Let the favor of the Lord our God be upon us,
and establish the work of our hands upon us;
yes, establish the work of our hands! (Psalm 90:16–17)
Moses yearns to experience more of God’s glory in his heart, but he also yearns to see more of God’s glory in his external experience of reality. Moses got to see a lot — far more than most of us. But he wanted more. He wanted to see God’s glorious power pervade more of this world.
“Moses got to see a lot — far more than most of us. But he wanted more.”

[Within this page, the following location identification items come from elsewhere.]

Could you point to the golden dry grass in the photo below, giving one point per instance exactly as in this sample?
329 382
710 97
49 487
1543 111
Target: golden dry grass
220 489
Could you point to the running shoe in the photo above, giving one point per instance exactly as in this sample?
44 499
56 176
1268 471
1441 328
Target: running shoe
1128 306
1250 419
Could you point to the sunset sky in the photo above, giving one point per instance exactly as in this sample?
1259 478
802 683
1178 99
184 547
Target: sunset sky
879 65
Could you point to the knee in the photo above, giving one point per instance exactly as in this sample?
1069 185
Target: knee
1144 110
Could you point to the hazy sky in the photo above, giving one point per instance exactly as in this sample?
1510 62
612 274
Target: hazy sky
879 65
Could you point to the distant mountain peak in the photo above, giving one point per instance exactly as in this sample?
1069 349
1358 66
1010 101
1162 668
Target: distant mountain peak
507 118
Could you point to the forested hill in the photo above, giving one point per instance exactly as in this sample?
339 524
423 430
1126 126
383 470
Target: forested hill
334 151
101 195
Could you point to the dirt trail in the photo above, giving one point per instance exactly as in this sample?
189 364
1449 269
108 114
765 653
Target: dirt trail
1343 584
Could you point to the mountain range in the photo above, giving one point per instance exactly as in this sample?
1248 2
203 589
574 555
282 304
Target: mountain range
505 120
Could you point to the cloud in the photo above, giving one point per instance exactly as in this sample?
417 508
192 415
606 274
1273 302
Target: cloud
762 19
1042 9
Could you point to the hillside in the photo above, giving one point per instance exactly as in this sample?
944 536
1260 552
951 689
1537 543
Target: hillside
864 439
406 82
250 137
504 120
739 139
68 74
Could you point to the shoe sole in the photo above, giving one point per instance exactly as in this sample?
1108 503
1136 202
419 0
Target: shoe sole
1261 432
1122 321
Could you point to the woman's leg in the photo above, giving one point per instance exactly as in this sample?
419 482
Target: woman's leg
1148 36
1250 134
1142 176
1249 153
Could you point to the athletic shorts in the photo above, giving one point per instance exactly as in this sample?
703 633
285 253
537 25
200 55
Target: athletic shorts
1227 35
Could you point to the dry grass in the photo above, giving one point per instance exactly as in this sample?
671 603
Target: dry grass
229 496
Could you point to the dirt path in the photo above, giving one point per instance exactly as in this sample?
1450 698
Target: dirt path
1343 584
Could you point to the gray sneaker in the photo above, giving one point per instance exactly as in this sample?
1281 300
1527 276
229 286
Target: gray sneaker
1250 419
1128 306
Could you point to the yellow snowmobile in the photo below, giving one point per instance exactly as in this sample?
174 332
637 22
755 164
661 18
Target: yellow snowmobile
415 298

And doesn’t this also make you want to shout, “Yes, Lord!”? Because it doesn’t really matter how much we get to see. My journals record some wonderful times of experiencing God’s power. Yet over and over, I’ve prayed some version of verse 16: “Let your work be shown to your servants.” For some of God’s glory is never enough. None of us will be fully satisfied until “the earth [is] filled with the knowledge of the glory of the Lord as the waters cover the sea” (Habakkuk 2:14).
Heart of Wisdom
I decided to review my journals because, if I end up surviving into my seventies or eighties (Psalm 90:10), I’ve already lived at least three-fourths of my life. And I, like Moses, desire “a heart of wisdom” (Psalm 90:12) — to grow wiser as I grow older, to walk the last leg of the journey “in a manner worthy of the Lord” (Colossians 1:10). To that end, it helps to review the sojourn of my life and faith and reflect carefully on how the Lord has led me thus far.
But it doesn’t require a journal to “teach us to number our days” (Psalm 90:12). It requires us each, in the ways the Lord directs us, to come to terms with the brevity of our days and to have our perspective on them shaped by God’s perspective, whose life is “from everlasting to everlasting” (Psalm 90:2). It also requires us to soberly consider the power of his wrath so that we might live in appropriate fear of him (Psalm 90:11) — which is the beginning of wisdom (Psalm 111:10) — and take refuge in the deliverance he has provided in Jesus. And it requires that we never stop praying for him to be the greatest satisfaction of our hearts and for his glorious power to pervade more and more of reality until the day it is the only reality that pervades all.
I believe Moses is right: this is the heart of wisdom that begets a life of wisdom. I believe this more than ever as I see my life experience bearing it out. I’m not foolish enough to claim to possess a heart full of this wisdom. But to echo Paul, “I press on to make it my own, because Christ Jesus has made me his own” (Philippians 3:12).
And so, I increasingly return to Psalm 90 as the years pass. And I commend it to you. Because the more our hearts are filled with godly wisdom, the more “the God of hope [will] fill [us] with all joy and peace in believing, so that by the power of the Holy Spirit [we] may abound in hope” (Romans 15:13) — all through the trouble-filled days of our brief sojourn on earth.